[Book] Ted Grant Writings: Volume Two

Index

Open letter on repression in Northern Ireland

January 9 1943

Dear comrades,

The vicious police regime of Northern Ireland, the most reactionary government in the English speaking countries, has commenced a campaign of victimisation and repression against the Ulster section of Workers’ International League (Fourth International).

In conjunction with the Stalinists who have acted as informers and police agents, the capitalists in Ulster have started to drive our comrades out of their jobs. One of our local comrades was driven out of the shipyards at the beginning of November, and blacklisted by the Employers’ Federation. He is unable to obtain work despite the “shortage of skilled labour”.

On November 29th another of our comrades, Pat McKevitt was arrested and detained under the Civil Authorities (Special Powers) Act[1]. After being held for a week without charge or trial he was escorted to the border and deported into Southern Ireland.

Comrade McKevitt, who was born in Dublin, is a plumber and was employed by Messrs. Harland and Wolff, shipbuilders at Belfast. He has a fine record of trade union militancy and is well known in Dublin where he was formerly a committee member of the Plumbers’, Glaziers’ and Domestic Engineers’ Union.

On the 3rd January, comrade Bob Armstrong, the leading member of our Irish section was arrested and detained under the same act. Although he is only 30 years old, comrade Armstrong has a record of more than 10 years activity in the British working class movement. Born in Glasgow he served his earliest years in the ILP Guild of Youth before joining the Communist Party in which he spent nearly 6 years. At the beginning of the Spanish civil war, he was one of the earliest members of the British Communist Party to join the International Brigade in which he served with distinction. He left London in August 1936 and was in Spain until the middle of 1938. He was twice wounded in the civil war; left hospital for the front before he was discharged on the first occasion and was put in charge of the International Brigade records at Albacete after his second wound. When he returned to England, although he had already started to question the policy of the Stalinists in Spain he retained his party membership and toured the country as a leading speaker for International Brigade Dependents’ Aid Committee. He addressed mass meetings of workers from CP platforms.

As the result of his own political development, he broke from the British Communist Party along with five other members of the Islington branch of the London CP after they had tried to conduct a discussion inside the Party which was refused and blocked by the Stalinist bureaucrats.
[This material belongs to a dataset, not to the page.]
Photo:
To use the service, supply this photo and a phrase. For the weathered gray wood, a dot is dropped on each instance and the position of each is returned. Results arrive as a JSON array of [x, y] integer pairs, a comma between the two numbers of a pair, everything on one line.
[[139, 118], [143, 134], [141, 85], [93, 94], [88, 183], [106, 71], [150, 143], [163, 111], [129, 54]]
He, together with his comrades immediately drew the correct conclusions of experiences in the CP and entered the ranks of the Trotskyists. Since that time comrade Armstrong has been one of our most valuable comrades, placing his whole life and experience at the disposal of our movement.
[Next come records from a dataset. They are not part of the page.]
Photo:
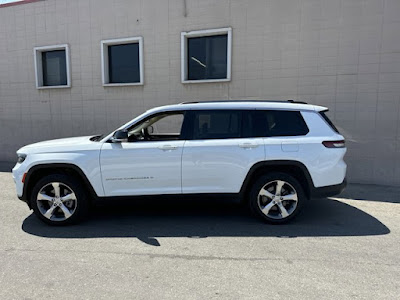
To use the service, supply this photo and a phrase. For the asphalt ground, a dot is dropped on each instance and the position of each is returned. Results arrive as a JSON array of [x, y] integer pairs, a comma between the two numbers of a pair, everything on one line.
[[338, 248]]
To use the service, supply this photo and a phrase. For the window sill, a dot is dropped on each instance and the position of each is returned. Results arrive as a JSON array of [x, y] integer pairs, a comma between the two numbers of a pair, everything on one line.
[[53, 87], [207, 80], [122, 84]]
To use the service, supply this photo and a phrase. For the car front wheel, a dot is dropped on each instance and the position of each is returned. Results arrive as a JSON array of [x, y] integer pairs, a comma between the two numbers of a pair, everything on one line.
[[59, 199]]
Following his break with Stalinism, the CP, unable to attack his record in public, immediately conducted their usual whispering campaign of slander and lies to undermine his splendid record.

Although the (Special Powers) Act was introduced ostensibly to deal with the IRA, the labour movement in Northern Ireland has consistently fought it and explained to the workers that it would one day be directed against militant and revolutionaries of the workers’ movement.
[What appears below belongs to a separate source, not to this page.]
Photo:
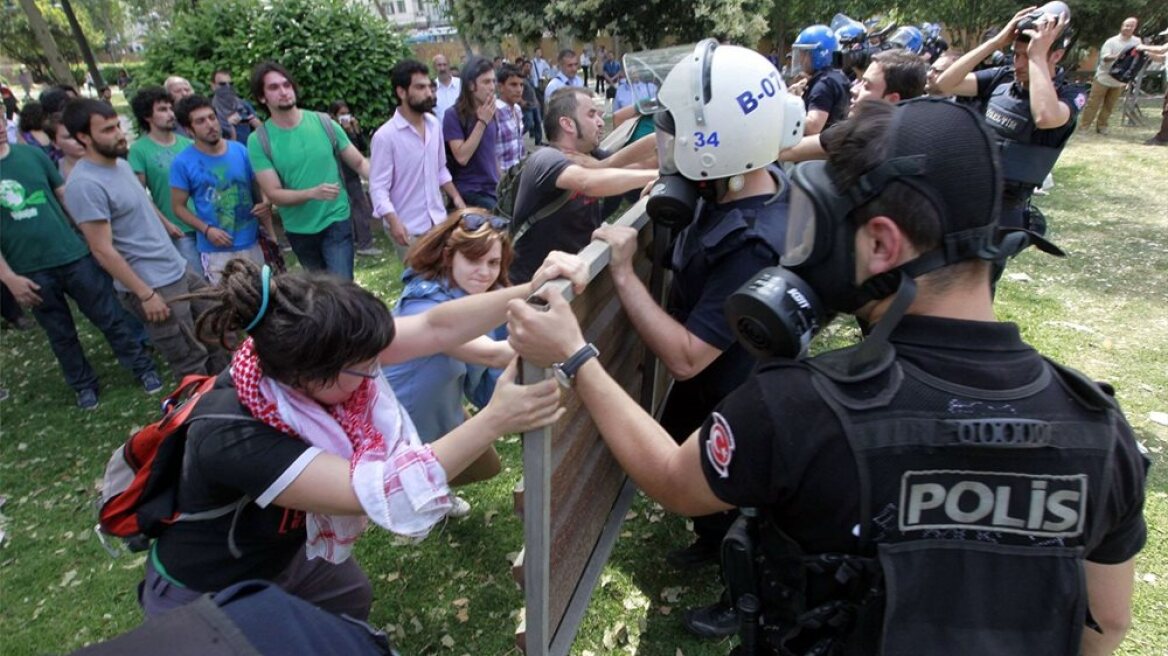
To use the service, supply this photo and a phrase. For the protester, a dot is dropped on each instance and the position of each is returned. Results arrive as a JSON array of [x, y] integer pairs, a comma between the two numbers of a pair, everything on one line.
[[569, 63], [409, 161], [127, 239], [466, 255], [450, 86], [1029, 106], [360, 208], [42, 260], [509, 117], [472, 135], [299, 172], [1105, 89], [151, 156], [904, 488], [570, 188], [216, 176], [314, 442]]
None of our comrades in Belfast have at any time been members of the IRA, but are Marxists who carry out their activity with the traditional weapons of Marx, Engels, Lenin and Trotsky, struggling against the petty bourgeois terrorist policy of the IRA and attempting to win the fearless youth of Ireland to the Marxist banner.

These comrades are married men with family obligations. The arrests, victimisation and deportation bring them face to face with actual starvation. Particularly in the case of comrade McKevitt who will receive no dole or financial assistance in Eire and will find it almost impossible to get work because of the widespread unemployment.

It is an urgent duty of all socialists and worker militants to immediately raise the question among our contacts, friends, in trade union and labour meetings.

Demand the release of Bob Armstrong.

Give and collect as much money as possible to keep these comrades and their families during this period. Such monies should be clearly marked, “Belfast Fund” and sent to the Treasurer at 61, Northdown Street, London, N1.

Yours fraternally,

E. Grant,

Secretary, WIL

Notes

[1] The Civil Authorities Act (commonly known as “Special Powers Act”) was introduced in Northern Ireland in 1922, establishing among other measures the internment without trial.